De afgelopen jaren zijn er signalen bij mijn ministerie hierover binnengekomen, onder
andere via de Nationaal Coördinator Racisme en Discriminatie (NCDR). Naar aanleiding
hiervan is vorig jaar onderzoek gedaan naar ervaren discriminatie. Daaruit bleek dat
burgers inderdaad discriminatie ervaren in de interactie met banken. Discriminatie
mag niet plaatsvinden. Het is pijnlijk dat mensen discriminatie ervaren.
Het is van groot belang dat banken en betaalinstellingen voorkomen dat hun klanten
discriminatie ervaren in de dienstverlening en interactie. Daarom zijn er verschillende
acties aangekondigd.1 In december 2024 heb ik hier een voortgangsupdate op gegeven.2 De afgelopen periode heb ik samen met onder andere De Nederlandsche Bank (DNB), de
Autoriteit Financiële Markten (AFM) en de Nederlandse Vereniging van Banken (NVB)

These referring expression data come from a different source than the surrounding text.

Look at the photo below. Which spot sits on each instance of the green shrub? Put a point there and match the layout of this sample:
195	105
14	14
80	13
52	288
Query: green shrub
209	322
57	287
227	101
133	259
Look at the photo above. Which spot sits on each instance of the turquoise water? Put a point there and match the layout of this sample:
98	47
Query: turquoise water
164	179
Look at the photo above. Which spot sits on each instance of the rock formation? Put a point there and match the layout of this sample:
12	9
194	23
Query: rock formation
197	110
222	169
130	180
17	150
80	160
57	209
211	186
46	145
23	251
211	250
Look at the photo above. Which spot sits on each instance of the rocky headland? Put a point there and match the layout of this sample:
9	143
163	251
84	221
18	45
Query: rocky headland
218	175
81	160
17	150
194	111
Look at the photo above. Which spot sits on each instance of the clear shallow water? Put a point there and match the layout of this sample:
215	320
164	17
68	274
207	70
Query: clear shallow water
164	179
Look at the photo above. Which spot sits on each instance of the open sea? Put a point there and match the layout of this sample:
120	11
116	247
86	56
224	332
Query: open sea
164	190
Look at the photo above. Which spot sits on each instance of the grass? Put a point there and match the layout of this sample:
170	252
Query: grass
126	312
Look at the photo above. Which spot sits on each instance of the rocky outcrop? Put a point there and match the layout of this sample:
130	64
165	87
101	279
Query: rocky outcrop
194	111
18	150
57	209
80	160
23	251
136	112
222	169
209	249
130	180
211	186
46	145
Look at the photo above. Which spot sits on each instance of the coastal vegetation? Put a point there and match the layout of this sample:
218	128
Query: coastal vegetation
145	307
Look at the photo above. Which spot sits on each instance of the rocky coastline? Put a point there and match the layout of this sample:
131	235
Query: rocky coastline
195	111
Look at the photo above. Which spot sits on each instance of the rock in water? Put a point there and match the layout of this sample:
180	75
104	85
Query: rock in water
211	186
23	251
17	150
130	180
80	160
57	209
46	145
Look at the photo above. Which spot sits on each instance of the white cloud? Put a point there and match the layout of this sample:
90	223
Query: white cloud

verder gewerkt aan de diverse acties om dit probleem aan te pakken.3 Zo heeft de Nederlandse Vereniging van Banken (NVB) projectteams van medewerkers
van verschillende banken opgezet om met de acties aan de slag te gaan. Ook hebben
DNB en AFM stappen gezet om in hun rol als toezichthouder discriminatie door banken
te voorkomen. DNB heeft ook het eerste gedeelte van het aangekondigde vervolgonderzoek
afgerond.
In deze brief ga ik allereerst in op het onderzoek dat ik heb laten uitvoeren door
Ipsos I&O. Vervolgens ga ik in op de stand van zaken van de diverse acties. Ten slotte
beschrijf ik de vervolgstappen. Deze brief is een vervolg op mijn eerdere voortgangsbrief
uit december 2024.4
1. Uitkomsten onderzoeken
Onderzoek periodieke monitoring ervaren discriminatie
Eerder dit jaar heb ik onderzoek laten verrichten door bureau Ipsos I&O. Hiermee geef
ik invulling aan de motie van de leden Ergin (DENK) en Bamenga (D66) over het periodiek
monitoren van ervaren discriminatie.5 De onderzoekers hebben een vragenlijst uitgezet bij burgers over ervaren discriminatie
in de interactie met banken en betaalinstellingen. Deze vragenlijst is, met oog op
de vergelijkbaarheid van de uitkomsten, vrijwel gelijk aan de vragenlijst die door
KPMG en Ipsos I&O is gebruikt voor het onderzoek uit 2024.6 U vindt het onderzoeksrapport van Ipsos I&O in bijlage 1.
Van de respondenten in het onderzoek geeft 4,9 procent aan discriminatie te ervaren.
Dit is lager dan de 6,5 procent uit het onderzoek van 2024. De overige resultaten
zijn grotendeels vergelijkbaar met die uit 2024. Het gaat dan bijvoorbeeld om welke
groepen discriminatie ervaren en de oorzaken en gevolgen van ervaren discriminatie.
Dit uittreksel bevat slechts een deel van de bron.